Within hours, Twitter was alight with insta-reactions, critical assessments only minutes after hitting the download button. Personally, I felt pressured to form an opinion on an album I had barely begun to unravel. And in the marathon to be first, anyone with two ears had already labeled it boring, atmospheric, and unbelievably ambient (to a fault), akin to the sound of crying whales.
But first, let’s reminisce. There was a time when we spent months with a Radiohead release until we “got” it. Remember? Wasn’t life great then, with our time, and patience, and listening? And when someone said to you, “I don’t like this album, intern,” you said back, “YOU don’t get it.” Zing! You don’t get it, the Man. You’re one of the squares. You, with your job and responsibilities and stuff to do besides listening to records for a really long time during the day following a very indulgent yet necessary nap.
For most of us, those times are no more. In fact, the very notion of this essay you’re reading now feeling like old news proves that (are we REALLY still talking about Radiohead? Dude!). We live in an accelerated culture where taking time for things–any thing–is a luxury, or lame. Sure, there’s the rock critic whose job is to listen to a pile of promos, he who has invested significant time into the Concept of the Record, but we, the working people, don’t have that precious opportunity to stare into space thinking about feelings while an album plays on repeat flowing from our Hi-Fi into our headphones. And this is why, to me, Radiohead’s ninth release is such an epic failure.

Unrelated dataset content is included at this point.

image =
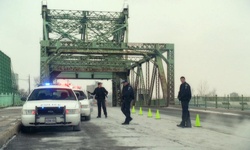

Pretentiousness aside—sure, these faint shadows of songs may take us into complex theory, jazz time signatures, avant garde brushstrokes, WHATEVER—the thirty-seven minute album wants us to believe in it’s futuristic “genius,” that if we had a time machine and went to 2032 we’d discover that this is the inevitable number one album of all time for Robot Android Music Magazine and we’re all living on Mars and Radiohead, preserved by cryogenic technology, is playing Mars Square Garden. However, this is 2011, and there is a constant influx of wonderful music flowing into our Google Reader feed begging us for our attention, rewarding us instantly with charm and charisma. So, sorry, Thom Yorke. We’re not having it.
Years ago, in 2000, when Kid A was released to equal parts ooohs and ewwws, novelist Nick Hornby wrote a review for the New Yorker, which was unpopular with critics at the time, but is still one of my favorite pieces of music journalism for its realness and honesty. The piece entitled “Beyond the Pale” spoke to the author’s frustration with a band he once felt a real affinity for. “I suspect that people who have been listening to music for decades will have exhausted the fund of trust they once might have had for “challenging” albums,” he wrote. “Kid A demands the patience of the devoted; both patience and devotion become scarcer commodities once you start picking up a paycheck.
“[And] there is nothing wrong with making albums for sixteen-year-olds,” he continued, “but Radiohead’s previous efforts had more inclusive ambitions.” Ironic that the novelist wrote this essay about one of the more accessible records in the band’s canon. Imagine his take on the King of Limbs. Needless to say, though, at the time, I thought Hornby was a lame-o.
But now, after years of perspective, I see that Hornby was wrong but he was also right. With our iPods and Zunes (why not) chock full of Animal Collective and Grizzly Bear, we now have more patience for “Challenging.” Listening habits have changed greatly in ten years and we’re collectively more advanced in our tolerance. We can accept difficult just as long as we have something to grab onto, a nugget of familiarity, a semblance of palatable humanity. Most of our new indie rock heroes borrow heavily from nostalgia and reference familiar points in our listening experience. The Dirty Projectors, for example, are nutty as hell, but there’s nothing new there. It’s a blender of Yes, Led Zeppelin, and Williamsburg.
Hornby was speaking of the reciprocal relationship of a band with its fans. And channeling his perspective, The King of Limbs is a brat of a record, intent on being difficult and provocative. Did it really take this band four years to record 38-minutes of a precious caricature of its own once great band? It’s almost as if someone took their back catalog to a butcher and asked him to slice it real thin. Limbs is bereft of any real humanity, the musical equivalent of the Haley Joel Osment’s character in A.I. (“His love is real, but he is not”).
And I want to clarify something first: I don’t care if the band records an OK Computer 2: More Hitler Haircuts, or not–I’ve been a fan of everything they’ve done up to this point and don’t feel the need to harp on an aesthetic they’ve long since abandoned. But TKOL sounds like a band tired of being itself. For a group of five men known for innovating and progressing, and granted these expectations are high, we’ve found ourselves with the harsh reality that Radiohead doesn’t care about working people. Fact.